Pourquoi la collecte de data est-elle un défi clé pour les marques de grande consommation ?

Thomas Zavrosa : Elle est clé à double titre. Par nature, les marques FMCG sont intermédiées. La plupart d’entre elles n’ont pas de circuit de vente direct, que ce soit physiquement ou online, le lien avec le client étant assuré par les distributeurs. Elles ne disposent donc pas d’un accès direct à leurs consommateurs. Et d’autre part, à l’heure où l’on parle de la fin des cookies et de la baisse des niveaux de reach organique voire payant, avoir un tel accès redevient un enjeu majeur de maîtrise de son capital client.

Ce point est important pour des logiques autant d’acquisition que de fidélisation ou de compréhension de l’usager en bout de parcours. Déjà fortement tributaires des « third party data », c’est-à-dire émanant d’acteurs tiers, les marques de grande consommation courent le risque de perdre encore davantage le lien avec leurs consommateurs.

Quelles sont les données les plus stratégiques pour ces marques ?

Thomas Zavrosa : Les plus stratégiques sont celles dénommées « first party data ». Il s’agit des données dont l’annonceur est en quelque sorte propriétaire, bien qu’elles appartiennent toujours aux individus concernés. Autrement dit, ce sont les données récoltées sans intermédiaire. C’est avec la « first party data » que les marques auront le plus de facilité à travailler. En effet, elles y ont un accès direct et non rémunéré. Une fois que ces données ont été captées, les marques n’ont plus à payer un média ou un retailer pour la consulter.

La « first party data » est capitale parce qu’elle est la plus proche du consommateur. Quand ce dernier accepte le partage de ses données, cela traduit un lien de proximité évident avec la marque. Il incarne son cœur de cible. Et lorsque l’on cherche à comprendre son audience, à analyser les profils de consommateurs au travers de ce que l’on appelle la connaissance enrichie, la « first party data » sera plus représentative de la cartographie réelle de la clientèle, même si la base étudiée est plus restreinte.

Quelles stratégies les marques peuvent-elles déployer pour générer de telles données ?

Thomas Zavrosa : Les marques de grande consommation – de type biscuits, yaourts ou café – estiment souvent qu’elles n’ont pas grand-chose à raconter à leurs clients. Elles considèrent qu’elles ne sont pas des love brands, au contraire d’un Red Bull ou d’un Coca-Cola.
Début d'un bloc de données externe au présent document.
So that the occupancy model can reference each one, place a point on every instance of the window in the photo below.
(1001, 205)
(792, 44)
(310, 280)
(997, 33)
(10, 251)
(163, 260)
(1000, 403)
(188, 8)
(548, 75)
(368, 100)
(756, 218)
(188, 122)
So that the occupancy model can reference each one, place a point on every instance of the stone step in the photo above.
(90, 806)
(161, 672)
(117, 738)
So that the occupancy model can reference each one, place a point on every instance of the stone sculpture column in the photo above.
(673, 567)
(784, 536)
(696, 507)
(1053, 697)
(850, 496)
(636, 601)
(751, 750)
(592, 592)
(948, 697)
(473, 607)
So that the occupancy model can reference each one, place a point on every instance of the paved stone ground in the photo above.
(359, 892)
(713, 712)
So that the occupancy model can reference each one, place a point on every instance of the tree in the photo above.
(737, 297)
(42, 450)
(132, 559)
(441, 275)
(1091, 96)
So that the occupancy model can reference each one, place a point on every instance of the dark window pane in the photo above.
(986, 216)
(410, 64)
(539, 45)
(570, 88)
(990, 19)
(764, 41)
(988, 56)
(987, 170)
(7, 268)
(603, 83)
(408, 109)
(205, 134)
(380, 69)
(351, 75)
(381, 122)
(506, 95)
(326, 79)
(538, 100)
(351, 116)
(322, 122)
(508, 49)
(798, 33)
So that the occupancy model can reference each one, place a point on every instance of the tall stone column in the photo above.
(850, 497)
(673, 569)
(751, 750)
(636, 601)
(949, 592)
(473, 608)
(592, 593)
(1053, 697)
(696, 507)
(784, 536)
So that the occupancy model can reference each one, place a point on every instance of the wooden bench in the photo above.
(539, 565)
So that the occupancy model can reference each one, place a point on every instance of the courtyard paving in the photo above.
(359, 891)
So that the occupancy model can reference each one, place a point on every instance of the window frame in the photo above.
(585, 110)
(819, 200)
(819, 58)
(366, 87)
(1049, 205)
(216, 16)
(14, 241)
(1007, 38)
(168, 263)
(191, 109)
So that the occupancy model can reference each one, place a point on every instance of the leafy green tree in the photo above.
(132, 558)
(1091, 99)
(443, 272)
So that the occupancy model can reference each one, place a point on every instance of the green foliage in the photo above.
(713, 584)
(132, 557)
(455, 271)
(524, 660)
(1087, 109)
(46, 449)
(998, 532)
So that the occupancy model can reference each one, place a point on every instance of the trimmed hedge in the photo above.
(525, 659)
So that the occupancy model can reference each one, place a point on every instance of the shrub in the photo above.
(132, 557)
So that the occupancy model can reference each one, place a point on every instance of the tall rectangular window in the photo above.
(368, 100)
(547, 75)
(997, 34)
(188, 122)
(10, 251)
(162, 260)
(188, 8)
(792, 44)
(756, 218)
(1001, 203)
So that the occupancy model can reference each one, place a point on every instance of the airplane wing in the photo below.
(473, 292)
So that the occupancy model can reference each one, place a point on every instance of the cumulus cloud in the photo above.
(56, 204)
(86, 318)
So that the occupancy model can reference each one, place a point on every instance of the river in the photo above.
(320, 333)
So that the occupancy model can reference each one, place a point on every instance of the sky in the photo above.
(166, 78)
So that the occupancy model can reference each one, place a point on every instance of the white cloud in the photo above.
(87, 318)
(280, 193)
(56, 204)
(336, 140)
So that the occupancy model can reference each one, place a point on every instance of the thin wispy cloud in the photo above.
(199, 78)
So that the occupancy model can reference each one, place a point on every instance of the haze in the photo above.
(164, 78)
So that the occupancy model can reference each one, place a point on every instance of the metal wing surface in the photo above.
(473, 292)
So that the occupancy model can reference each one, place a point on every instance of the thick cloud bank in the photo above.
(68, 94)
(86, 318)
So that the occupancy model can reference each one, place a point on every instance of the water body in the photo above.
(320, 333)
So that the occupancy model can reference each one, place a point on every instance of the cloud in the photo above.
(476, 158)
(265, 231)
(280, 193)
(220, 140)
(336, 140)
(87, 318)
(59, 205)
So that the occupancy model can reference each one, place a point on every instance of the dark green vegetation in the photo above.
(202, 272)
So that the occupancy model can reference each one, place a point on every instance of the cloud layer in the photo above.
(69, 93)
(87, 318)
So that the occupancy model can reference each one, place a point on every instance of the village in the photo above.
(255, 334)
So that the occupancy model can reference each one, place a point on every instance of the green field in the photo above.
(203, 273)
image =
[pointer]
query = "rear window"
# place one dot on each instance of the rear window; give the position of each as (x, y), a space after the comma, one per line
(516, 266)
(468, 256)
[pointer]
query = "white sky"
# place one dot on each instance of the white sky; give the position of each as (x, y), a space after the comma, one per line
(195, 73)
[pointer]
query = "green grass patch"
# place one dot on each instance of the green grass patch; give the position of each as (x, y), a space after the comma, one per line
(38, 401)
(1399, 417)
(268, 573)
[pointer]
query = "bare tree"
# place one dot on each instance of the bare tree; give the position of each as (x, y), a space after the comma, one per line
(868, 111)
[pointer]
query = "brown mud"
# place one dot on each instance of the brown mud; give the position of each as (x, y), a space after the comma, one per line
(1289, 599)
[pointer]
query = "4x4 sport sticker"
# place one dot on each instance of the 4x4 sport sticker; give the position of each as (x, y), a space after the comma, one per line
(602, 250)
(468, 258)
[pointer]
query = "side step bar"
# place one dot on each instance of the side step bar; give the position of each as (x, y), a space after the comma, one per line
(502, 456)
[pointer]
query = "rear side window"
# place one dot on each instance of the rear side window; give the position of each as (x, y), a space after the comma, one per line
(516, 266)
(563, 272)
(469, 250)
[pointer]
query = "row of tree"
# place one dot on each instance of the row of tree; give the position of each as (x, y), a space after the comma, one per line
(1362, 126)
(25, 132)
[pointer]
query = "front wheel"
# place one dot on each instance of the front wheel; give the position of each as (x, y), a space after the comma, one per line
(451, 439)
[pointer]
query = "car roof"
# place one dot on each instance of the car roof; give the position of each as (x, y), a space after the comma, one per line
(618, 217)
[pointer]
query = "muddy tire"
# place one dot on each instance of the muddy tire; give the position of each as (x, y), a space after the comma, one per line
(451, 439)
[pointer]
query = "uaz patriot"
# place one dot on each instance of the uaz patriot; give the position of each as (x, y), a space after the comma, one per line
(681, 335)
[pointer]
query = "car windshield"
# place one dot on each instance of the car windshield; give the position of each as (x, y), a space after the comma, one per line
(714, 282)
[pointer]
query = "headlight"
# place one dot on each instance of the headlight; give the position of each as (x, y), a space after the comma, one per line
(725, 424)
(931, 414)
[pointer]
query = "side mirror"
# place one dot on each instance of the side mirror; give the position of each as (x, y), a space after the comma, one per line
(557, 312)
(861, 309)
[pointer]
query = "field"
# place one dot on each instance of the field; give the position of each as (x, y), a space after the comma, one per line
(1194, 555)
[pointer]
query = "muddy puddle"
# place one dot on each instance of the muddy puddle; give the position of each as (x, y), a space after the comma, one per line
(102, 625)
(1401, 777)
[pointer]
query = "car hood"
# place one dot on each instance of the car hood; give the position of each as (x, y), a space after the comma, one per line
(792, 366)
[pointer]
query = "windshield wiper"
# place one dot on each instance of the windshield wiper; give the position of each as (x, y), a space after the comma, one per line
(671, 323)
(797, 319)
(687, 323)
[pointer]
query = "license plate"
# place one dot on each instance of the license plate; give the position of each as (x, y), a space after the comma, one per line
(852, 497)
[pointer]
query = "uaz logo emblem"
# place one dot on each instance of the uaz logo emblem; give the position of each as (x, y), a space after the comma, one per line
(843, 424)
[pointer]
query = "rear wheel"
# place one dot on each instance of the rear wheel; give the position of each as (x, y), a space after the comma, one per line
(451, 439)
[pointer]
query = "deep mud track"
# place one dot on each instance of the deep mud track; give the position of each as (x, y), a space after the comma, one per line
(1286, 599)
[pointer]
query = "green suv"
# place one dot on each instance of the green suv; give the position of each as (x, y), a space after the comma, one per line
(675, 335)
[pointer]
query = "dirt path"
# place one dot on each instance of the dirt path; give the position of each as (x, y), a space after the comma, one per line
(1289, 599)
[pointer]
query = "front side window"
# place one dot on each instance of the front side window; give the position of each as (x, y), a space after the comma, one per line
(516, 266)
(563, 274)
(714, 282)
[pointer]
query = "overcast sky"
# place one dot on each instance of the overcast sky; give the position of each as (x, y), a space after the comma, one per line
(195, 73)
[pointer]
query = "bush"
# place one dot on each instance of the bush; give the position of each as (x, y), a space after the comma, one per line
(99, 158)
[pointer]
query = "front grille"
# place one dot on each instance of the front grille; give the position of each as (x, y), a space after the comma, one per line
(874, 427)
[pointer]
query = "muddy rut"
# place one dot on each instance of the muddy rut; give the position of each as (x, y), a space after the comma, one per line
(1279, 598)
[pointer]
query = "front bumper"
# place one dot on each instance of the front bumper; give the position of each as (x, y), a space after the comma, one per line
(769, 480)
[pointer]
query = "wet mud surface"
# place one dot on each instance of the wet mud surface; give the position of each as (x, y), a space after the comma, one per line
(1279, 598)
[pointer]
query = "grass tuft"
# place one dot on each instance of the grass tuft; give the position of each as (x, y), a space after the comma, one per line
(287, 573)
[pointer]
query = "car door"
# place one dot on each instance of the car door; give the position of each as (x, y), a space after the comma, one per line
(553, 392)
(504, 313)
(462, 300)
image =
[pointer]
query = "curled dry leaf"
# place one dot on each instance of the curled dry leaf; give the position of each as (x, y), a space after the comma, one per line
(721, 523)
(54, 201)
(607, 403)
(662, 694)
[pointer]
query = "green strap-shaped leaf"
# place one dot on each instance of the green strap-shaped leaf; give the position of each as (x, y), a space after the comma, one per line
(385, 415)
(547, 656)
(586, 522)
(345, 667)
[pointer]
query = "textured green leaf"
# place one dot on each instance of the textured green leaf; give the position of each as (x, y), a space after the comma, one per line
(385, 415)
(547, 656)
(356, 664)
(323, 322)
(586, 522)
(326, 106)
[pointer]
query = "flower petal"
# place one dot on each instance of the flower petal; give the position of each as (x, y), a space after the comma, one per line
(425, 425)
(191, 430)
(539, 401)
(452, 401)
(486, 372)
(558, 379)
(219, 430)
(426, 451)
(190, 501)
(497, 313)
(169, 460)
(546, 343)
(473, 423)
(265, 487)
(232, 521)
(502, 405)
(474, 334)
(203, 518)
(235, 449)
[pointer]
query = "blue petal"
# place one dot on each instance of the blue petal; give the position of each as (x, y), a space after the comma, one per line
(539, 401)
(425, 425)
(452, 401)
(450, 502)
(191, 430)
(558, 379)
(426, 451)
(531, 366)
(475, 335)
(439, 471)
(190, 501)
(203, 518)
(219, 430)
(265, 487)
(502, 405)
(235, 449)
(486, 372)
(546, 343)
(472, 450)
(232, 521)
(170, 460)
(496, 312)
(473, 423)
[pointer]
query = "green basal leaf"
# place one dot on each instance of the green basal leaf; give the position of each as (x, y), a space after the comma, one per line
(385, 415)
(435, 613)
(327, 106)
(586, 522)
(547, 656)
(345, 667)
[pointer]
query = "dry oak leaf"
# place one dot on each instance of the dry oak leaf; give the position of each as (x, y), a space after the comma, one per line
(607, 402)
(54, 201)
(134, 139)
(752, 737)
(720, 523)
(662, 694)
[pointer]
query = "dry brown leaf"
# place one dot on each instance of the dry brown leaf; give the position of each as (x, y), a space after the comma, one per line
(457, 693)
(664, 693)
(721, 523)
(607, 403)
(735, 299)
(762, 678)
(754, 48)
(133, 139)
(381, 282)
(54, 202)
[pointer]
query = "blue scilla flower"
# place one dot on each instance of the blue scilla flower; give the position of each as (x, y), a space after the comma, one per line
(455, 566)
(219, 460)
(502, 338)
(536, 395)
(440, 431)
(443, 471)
Leur interrogation est alors la suivante : comment vais-je bien pouvoir réussir à intéresser mes clients ?

En réalité, une marque a toujours mille histoires à raconter aux consommateurs. La question est de savoir sur quel atout elle peut s’appuyer pour les inciter à partager leurs données. La création d’une valeur ajoutée de la marque vers le consommateur reste le contrat de base. Autrement dit, j’accepte – en tant que client – de diffuser mes données si j’obtiens quelque chose en retour.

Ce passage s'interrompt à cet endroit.